Трюбле так прозвали за его вздернутый нос и острую речь.
Трюбле сказал, сделав жест в сторону Нантейль:
— Господин де Линьи, вот молодая особа, которой в точности не известно, есть ли у нее желудок. Вопрос это серьезный. Мы посоветуем ей обратиться за ответом к той девочке, которая ела слишком много варенья. Мама ей сказала: «Смотри, испортишь себе желудок». А она ответила: «Желудок бывает у взрослых дам, у девочек его нет».
— Господи, как вы глупы, доктор! — воскликнула Нантейль.
— Ах, если бы вы были правы, мадемуазель! Глупость предрасполагает к счастью. Это высшее самоудовлетворение.

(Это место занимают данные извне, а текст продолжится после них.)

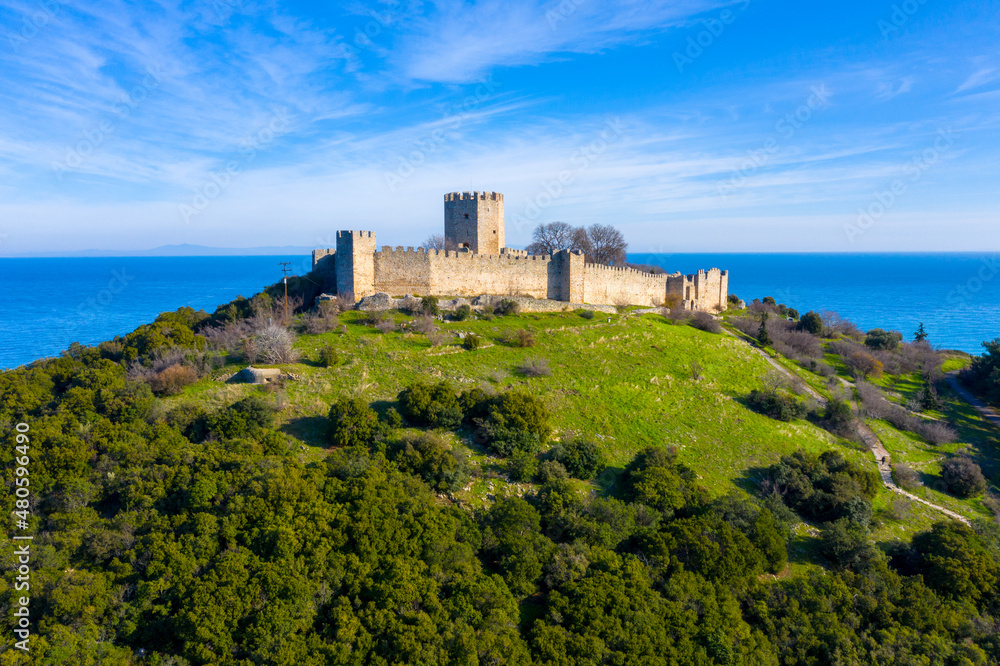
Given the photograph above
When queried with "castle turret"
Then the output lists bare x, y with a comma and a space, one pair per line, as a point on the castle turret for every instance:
474, 220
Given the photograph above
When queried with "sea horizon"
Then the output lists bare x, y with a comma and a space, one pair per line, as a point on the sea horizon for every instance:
956, 295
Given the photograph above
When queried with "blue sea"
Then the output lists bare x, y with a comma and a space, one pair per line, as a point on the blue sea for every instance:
51, 302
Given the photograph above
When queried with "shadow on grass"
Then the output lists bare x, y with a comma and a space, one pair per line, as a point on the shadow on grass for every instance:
311, 430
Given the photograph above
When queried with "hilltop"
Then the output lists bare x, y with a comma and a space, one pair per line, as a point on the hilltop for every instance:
470, 485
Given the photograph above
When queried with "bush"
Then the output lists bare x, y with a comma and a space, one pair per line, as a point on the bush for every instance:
431, 405
535, 367
521, 337
244, 418
424, 325
506, 307
905, 477
522, 466
429, 306
824, 487
328, 357
272, 345
884, 340
581, 457
173, 379
776, 404
703, 321
964, 477
441, 465
353, 423
514, 421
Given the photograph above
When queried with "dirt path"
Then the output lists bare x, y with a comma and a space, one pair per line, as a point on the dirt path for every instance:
882, 457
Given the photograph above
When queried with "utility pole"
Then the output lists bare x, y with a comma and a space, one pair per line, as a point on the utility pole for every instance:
284, 271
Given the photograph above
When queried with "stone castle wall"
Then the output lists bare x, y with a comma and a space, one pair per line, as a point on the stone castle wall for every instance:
622, 286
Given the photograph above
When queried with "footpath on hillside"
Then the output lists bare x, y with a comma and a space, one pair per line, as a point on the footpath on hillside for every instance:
882, 457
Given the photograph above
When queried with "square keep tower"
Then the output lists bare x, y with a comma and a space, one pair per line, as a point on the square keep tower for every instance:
474, 220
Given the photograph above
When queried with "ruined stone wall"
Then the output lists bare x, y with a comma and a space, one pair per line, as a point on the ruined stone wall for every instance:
704, 290
419, 271
474, 220
622, 286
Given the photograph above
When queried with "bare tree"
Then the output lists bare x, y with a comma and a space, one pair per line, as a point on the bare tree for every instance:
607, 245
439, 242
552, 237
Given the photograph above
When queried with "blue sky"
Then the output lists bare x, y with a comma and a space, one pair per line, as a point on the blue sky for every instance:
692, 125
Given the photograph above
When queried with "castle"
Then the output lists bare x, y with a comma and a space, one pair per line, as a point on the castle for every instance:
474, 224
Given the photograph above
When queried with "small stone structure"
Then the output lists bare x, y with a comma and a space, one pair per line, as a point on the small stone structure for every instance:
251, 375
474, 224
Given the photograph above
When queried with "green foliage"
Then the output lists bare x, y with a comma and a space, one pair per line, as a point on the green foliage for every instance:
824, 487
581, 456
522, 466
442, 466
429, 305
963, 477
248, 417
353, 423
983, 374
763, 337
776, 404
956, 563
506, 307
514, 421
881, 339
472, 342
656, 479
328, 357
432, 405
811, 322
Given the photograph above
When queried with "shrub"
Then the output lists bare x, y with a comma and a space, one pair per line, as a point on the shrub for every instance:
244, 418
429, 306
703, 321
425, 325
353, 423
905, 477
514, 421
776, 404
963, 476
506, 307
880, 339
173, 379
535, 367
429, 456
581, 457
432, 405
272, 344
328, 357
521, 337
522, 466
824, 487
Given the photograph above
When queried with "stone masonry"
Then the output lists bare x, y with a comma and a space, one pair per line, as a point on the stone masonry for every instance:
474, 224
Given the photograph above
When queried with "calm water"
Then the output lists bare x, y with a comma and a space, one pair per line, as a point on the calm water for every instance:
50, 303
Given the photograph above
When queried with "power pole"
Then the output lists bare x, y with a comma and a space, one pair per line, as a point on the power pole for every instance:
284, 271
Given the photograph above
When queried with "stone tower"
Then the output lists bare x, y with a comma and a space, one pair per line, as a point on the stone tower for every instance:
474, 220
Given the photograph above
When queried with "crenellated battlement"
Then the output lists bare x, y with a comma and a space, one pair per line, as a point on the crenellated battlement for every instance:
479, 263
472, 196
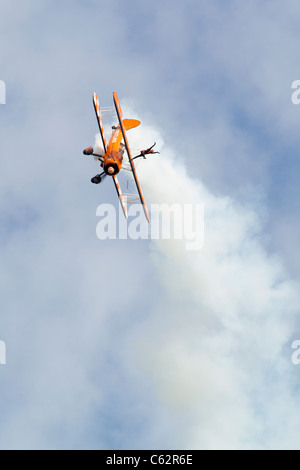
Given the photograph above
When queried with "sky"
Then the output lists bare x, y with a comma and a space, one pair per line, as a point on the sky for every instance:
142, 344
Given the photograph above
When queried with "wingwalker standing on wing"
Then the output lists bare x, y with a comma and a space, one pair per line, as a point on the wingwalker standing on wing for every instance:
111, 160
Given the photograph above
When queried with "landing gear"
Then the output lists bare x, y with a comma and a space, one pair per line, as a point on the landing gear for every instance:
88, 151
96, 179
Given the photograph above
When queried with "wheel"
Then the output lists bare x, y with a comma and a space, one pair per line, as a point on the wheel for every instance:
96, 179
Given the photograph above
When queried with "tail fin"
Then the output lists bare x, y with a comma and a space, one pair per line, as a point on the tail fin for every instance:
130, 123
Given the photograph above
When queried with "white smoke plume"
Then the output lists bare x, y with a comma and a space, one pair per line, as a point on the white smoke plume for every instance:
217, 351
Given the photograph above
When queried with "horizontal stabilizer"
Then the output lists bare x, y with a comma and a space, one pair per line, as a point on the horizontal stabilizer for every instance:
130, 123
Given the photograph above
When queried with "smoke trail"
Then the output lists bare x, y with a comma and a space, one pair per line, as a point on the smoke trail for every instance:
218, 344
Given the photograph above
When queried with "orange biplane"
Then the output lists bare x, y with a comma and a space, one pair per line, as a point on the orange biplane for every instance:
112, 159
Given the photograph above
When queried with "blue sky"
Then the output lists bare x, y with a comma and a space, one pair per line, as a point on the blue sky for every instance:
136, 344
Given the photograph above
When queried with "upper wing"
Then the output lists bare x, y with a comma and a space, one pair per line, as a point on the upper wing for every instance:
120, 117
99, 118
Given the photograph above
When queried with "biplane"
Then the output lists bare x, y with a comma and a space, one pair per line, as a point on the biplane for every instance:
112, 160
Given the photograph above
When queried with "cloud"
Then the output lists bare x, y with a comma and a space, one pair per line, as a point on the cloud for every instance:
217, 343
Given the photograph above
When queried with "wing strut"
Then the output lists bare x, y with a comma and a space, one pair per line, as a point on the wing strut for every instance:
99, 119
121, 196
120, 117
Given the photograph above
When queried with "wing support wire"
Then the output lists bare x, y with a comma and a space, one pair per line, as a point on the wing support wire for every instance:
121, 196
120, 118
99, 119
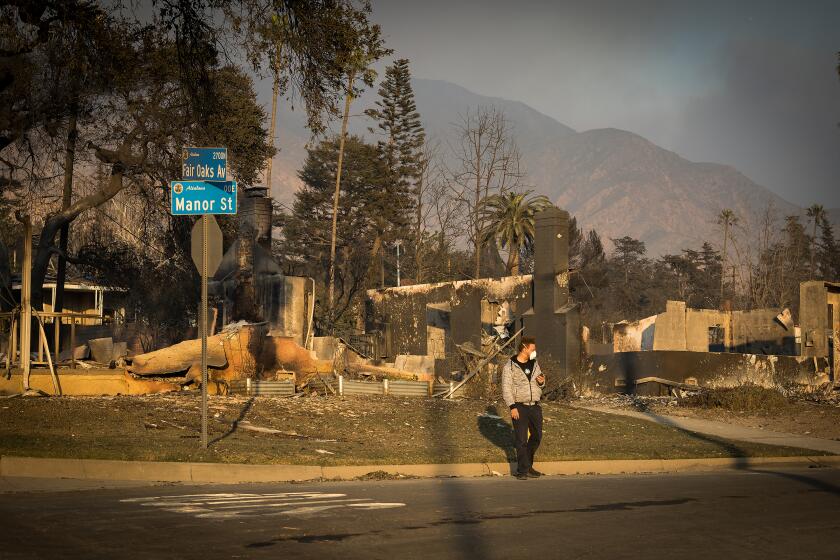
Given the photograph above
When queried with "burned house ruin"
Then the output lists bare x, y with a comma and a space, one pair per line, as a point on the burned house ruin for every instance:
432, 319
721, 348
251, 285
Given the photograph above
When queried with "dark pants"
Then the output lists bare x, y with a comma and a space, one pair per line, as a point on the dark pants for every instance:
530, 419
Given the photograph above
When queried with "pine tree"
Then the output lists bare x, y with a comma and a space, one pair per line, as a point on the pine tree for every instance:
401, 147
307, 231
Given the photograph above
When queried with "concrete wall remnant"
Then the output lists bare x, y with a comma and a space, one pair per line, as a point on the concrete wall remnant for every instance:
707, 330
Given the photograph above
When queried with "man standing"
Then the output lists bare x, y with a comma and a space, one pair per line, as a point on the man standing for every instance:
522, 383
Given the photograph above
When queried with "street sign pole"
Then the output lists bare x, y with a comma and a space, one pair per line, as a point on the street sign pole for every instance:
204, 219
204, 190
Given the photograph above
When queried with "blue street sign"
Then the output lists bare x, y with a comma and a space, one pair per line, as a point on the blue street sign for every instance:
202, 197
204, 164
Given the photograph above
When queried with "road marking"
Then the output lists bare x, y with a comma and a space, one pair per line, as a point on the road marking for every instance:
231, 505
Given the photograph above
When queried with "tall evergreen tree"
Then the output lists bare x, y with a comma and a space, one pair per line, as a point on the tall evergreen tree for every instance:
308, 228
401, 147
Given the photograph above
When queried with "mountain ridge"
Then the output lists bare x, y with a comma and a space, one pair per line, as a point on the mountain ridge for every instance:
614, 181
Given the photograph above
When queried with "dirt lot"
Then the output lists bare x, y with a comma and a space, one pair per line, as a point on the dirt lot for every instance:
330, 431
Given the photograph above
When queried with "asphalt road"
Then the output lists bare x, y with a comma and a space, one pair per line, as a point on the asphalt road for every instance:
743, 515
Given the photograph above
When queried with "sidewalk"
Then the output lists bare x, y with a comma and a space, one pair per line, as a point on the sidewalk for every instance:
97, 470
727, 431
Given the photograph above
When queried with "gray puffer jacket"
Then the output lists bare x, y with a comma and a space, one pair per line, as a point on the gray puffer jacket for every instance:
517, 388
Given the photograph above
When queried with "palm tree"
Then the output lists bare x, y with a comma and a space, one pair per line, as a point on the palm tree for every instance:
727, 219
817, 213
509, 220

Это первейшее благо в цивилизованном обществе.
— Вы любите парадоксы, дорогой доктор, — заметил г-н де Линьи. — Но я согласен, что лучше быть глупым, как все, чем умным, как никто.
— А ведь то, что говорит Робер, правда! — воскликнула Нантейль, искренне пораженная.
И задумчиво прибавила:
— Во всяком случае, одно верно, доктор: глупость часто мешает делать глупости. Я это не раз замечала. Глупее всего поступают далеко не самые глупые люди, все равно будь то мужчины или женщины. Взять хотя бы умных женщин, они часто ведут себя глупо с мужчинами.
— Вы имеете в виду тех, что не могут жить без мужчин?
— От тебя ничего не утаишь, Сократик, миленький мой.
— Ах, какое это ужасное рабство! — вздохнула Дульс. — Женщина, которая не умеет владеть своими инстинктами, потеряна для искусства.